[PD] JACK affects UDP rate

Christof Ressi info at christofressi.com
Sat Jul 24 04:16:45 CEST 2021

Hmmm... in the jack backend there is no ring buffer. Jack just dumps a 
large buffer from the audio callback and notifies the Pd audio thread, 
which consumes the buffer in chunks of 64 samples.

I think you could just copy the port audio backend implementation with 
its lock-free ringbuffer. This would also solve the socket polling issue :-)

Maybe the "polling scheduler" part could even be moved out of 
"s_audio_pa.c" and shared with the jack backend.


On the other hand, I've been wondering if the "Delay" parameter is 
actually necessary at all. As the Jack backend demonstrates, you can 
just as well use a larger hardware buffer size. The only advantages I 
see are:

* latency can be controlled at a finer granularity; hardware buffer 
sizes are usually power-of-2s, so there's no step between 11.6 ms (512 
samples) and 23.3 ms (1024 samples), for example.

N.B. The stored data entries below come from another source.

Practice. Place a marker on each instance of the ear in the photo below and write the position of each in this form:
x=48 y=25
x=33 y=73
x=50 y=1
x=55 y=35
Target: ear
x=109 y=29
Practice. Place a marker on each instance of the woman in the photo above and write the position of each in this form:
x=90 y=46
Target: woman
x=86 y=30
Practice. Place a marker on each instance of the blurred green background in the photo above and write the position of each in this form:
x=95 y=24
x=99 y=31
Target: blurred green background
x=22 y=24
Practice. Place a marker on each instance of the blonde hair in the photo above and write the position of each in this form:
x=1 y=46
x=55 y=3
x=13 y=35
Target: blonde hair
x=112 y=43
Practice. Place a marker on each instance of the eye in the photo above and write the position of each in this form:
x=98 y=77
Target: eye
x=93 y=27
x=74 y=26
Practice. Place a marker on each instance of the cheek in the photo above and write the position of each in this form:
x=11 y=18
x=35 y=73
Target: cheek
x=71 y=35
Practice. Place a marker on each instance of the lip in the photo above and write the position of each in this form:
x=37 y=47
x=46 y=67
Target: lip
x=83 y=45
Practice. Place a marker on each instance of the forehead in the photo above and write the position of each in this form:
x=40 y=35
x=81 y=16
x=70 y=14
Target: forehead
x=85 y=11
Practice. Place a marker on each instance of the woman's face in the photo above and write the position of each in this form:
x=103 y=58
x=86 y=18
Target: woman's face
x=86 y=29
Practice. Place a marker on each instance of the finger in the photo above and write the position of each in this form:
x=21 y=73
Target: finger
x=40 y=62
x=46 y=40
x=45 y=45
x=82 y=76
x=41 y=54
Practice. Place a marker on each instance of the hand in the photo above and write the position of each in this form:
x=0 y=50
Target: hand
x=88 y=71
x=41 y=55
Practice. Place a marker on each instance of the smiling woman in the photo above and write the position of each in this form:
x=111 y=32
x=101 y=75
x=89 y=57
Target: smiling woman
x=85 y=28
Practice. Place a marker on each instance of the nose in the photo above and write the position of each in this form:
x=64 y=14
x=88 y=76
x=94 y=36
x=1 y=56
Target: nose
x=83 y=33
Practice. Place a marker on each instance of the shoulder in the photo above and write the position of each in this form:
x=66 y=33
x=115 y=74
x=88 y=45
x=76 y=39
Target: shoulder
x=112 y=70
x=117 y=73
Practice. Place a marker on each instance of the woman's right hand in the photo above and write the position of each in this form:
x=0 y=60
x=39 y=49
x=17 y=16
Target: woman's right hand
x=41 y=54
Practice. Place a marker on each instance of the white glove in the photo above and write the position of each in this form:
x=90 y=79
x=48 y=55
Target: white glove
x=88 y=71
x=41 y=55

* the latency can be set arbitrarily high while the hardware buffer size 
is limited (often 1024 samples)

Unfortunately, very few people actually seem to understand the 
difference between the "block size" (= hardware buffer size) and the 
"Delay" in Pd's audio settings and how they interact... But maybe that's 
just because of the lack of documentation. After all, I only understood 
it after reading the code :-)


On 24.07.2021 03:05, Miller Puckette wrote:
> Aha.. I've been meaning to look at why jack doesn't respond to audio latency
> setting... I think it needs fooling with.
> cheers
> M
> On Sat, Jul 24, 2021 at 01:01:43AM +0200, Christof Ressi wrote:
>> Hi Miller,
>>> As I understand it, when Pd is idle (finishes a 64-sample block and can't yet
>>> crunch the following one), then it goes back and re-checks for network or
>>> GUI input, and keeps doing that until either there isn't anything to read or
>>> else the next block becomes runnable.
>> AFAICT, that's true for pa_send_dacs(), but not for jack_send_dacs(). The
>> former calls sys_microsleep() in a loop, so it will only actually sleep if
>> there are no more sockets to read; the latter immediately blocks on a
>> condition variable if the buffer is not available.
>>> I need to add some sort of poll-it-again functionality to libpd but haven't
>>> figured out what shape it should take yet.
>> Since libpd manages the audio callback, the client can simply call
>> sys_pollgui() as often as they want/need. I don't think that you actually
>> have to add anything. Maybe just add a more fitting alias, like sys_poll()
>> or sys_pollsockets()? sys_pollgui() is really a misnomer...
>> Christof
>>> So this is a simple throttling
>>> mechanism.  (And it's not necessary to put this on another thread).
>>> However, in the context of libpd thre's no concept of "idle" and so in that
>>> setup there's only one network read per block.
>>> And yes, this can lead to delays since the Macintosh helpfully stores unread
>>> packets until the reading process gets around to realding them.  I think that
>>> also only happens in the context of libpd.
>>> I need to add some sort of poll-it-again functionality to libpd but haven't
>>> figured out what shape it should take yet.